We can also look at youth programming and their goals from another perspective that can be summarized by the fact that there are mostly two reasons for working with young people:

  • because we want them to be … 
  • because we don’t want them to be ... 

And as youth grow and develop within communities not programs, the “community youth development” concept emerged to emphasize the interconnectedness of ‘youth development’ and the ‘development of communities’ they live and grow within. 

 “Community Youth Development” (CYD):

It is a simple but profound approach.  Its simplicity is rooted in very basic values and assumptions that have far-reaching implications.  The implications create complexity because CYD is essentially a paradigm shift.  The CYD approach holds an appreciative, holistic, relational worldview, rooted in justice and compassion.  This serves as the basis for all action, as Gandhi said, "to be the change we want to see in the world."

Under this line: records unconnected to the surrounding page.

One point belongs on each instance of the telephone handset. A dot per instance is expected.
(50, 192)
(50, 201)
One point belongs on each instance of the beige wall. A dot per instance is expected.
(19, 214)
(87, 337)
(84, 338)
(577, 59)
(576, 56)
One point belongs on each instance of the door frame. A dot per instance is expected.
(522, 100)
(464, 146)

CYD emphasizes on the importance of empowering youth and adults - being main assets within their communities - and encouraging them to work together and through equitable partnerships to create positive change in their communities. 

“Asset-based Community Development” (ABCD):

ABCD challenges needs-based approaches to community development by presenting a community driven process based on the principle of identifying, appreciating and mobilizing existing - but often unrecognized - community assets and building upon them to create new opportunities and positive. These assets include social, human, relational, cultural, natural, produced and financial strengths within the community.  The new opportunities could, where needed, utilize external parties’ support and resources yet not as a beneficiary but as equitable partner.  ABCD enables communities to develop and strengthen their internal abilities and strengths as well as their role in decisions that influence them and their lives. ABCD is a life style; it’s a comprehensive perspective towards life and living and thus must not be only linked or applied to development work and programs.

And so to enhance communities’ human assets capabilities, of youth and all other segments, including their abilities and role in decision making, development effort need to include various types of interventions rather than the service-based ones. 

“Services, Opportunities & Support” (SOS) Approach:

SOS identifies three types of interventions essential for all development work:

  • Provision of Services that strengthen individuals and structures’ capabilities and positively influence their communities and environment
  • Provision of Opportunities for both informal instruction and active learning, as well as opportunities for new roles, responsibilities and decisions
  • Provision of Support on the emotional, motivational, technical and strategic fronts

Community Youth Development is:

  1. Fostered through relationships with all stakeholders,
  2. Cultivated by competent and able implementers,
  3. Influenced by the place and the evironment, and
  4. Triggered by youth praticipation.

Our concern is not (and never was) the promotion of big philosophical terms as much as it was and still is in the concepts and approaches that directly contribute to the promotion of the values ​​and principles of social justice in the context of the work of civil society work; at the level of individuals, groups and/or institutions.  Thus for years, these four concepts and approaches occupied a good bulk of our effort in an attempt to promote and deliver them to others working in all developmental areas and at all levels.  Such efforts did not attempt to impose a system or a trend on others but rather included the development, innovation and implementation of a series of programmatic plans, standards and mechanisms through a variety of activities that gradually evolved; on the internal work levels (administrative and programmatic) and in relation to the targeted groups and partners. 

The ‘conceptual framework’ Naseej now has, is the result of 10 years of work, experimentation and accumulation of field experience - professional and intellectual -.  We have strong confidence that this framework is an essential and necessary base for all civil society’s stakeholders, the development of their work and their ability to create real and positive change, regardless of their area of ​​specialization or programming tools.